O princípio da não contradição (PNC) tem seus limites. Ele não funciona bem para compreender fenômenos quânticos, por exemplo. Mas, no mundo macroscópico em que vivemos, ele é uma excelente apólice de seguro contra erros lógicos e físicos. De modo geral, as coisas não podem ser e não ser ao mesmo tempo.
Os efeitos benfazejos da aderência ao PNC se estendem para a vida prática. O sujeito que age de forma coerente com as ideias que defende tende a ser visto como justo, o que amplia sua credibilidade. E credibilidade é um ingrediente para o sucesso na política.
A administração Donald Trump implodiu essa lógica. O presidente foi eleito defendendo uma visão absolutista da liberdade de expressão. Duas figuras centrais de seu governo, o vice J.D. Vance e Elon Musk, deram concretude a essa ideia quando manifestaram apoio ao partido neonazista alemão AfD, criticando as leis locais que limitam a expressão de teses extremistas.

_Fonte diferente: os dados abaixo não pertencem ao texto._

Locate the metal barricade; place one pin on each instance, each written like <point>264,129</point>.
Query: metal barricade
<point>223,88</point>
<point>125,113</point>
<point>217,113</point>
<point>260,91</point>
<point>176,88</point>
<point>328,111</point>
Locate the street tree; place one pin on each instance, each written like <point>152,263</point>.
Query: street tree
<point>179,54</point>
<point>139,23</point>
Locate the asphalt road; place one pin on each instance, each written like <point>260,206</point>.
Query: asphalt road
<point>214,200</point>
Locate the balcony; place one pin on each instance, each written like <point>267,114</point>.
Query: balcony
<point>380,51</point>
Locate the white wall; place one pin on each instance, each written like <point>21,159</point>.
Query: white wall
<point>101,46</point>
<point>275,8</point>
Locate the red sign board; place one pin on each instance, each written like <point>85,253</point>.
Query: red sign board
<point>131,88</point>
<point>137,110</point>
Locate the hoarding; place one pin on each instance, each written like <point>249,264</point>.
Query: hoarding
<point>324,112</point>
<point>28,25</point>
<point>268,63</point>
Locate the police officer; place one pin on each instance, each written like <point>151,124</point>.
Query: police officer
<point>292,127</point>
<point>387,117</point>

Você pode não gostar dessa posição, mas ela era consistente com o discurso de campanha e com uma visão libertária da política. O que não faz sentido é um governo que defende tais princípios deflagrar uma campanha de caça às bruxas contra pessoas que manifestaram apoio à causa palestina em protestos universitários.
Ainda que a administração tivesse conseguido caracterizar bem as condutas desses indivíduos como antissemitas, o que não fez, nos EUA, discursos antissemitas e racistas estão protegidos pela Constituição.
Ali, limites à liberdade de expressão não são determinados pelo conteúdo das ideias apregoadas, mas pelo critério do perigo real e iminente. A Suprema Corte já autorizou, nos anos 1970, uma manifestação neonazista em Skokie, cidade então habitada por muitos sobreviventes do Holocausto. De mais a mais, se a administração Trump quer combater o antissemitismo, como explicar seu apoio à AfD?
Mais do que uma violação ao PNC, a gestão Trump ataca a própria ideia de que regras valem para todos, um dos pilares do liberalismo e da prosperidade do Ocidente.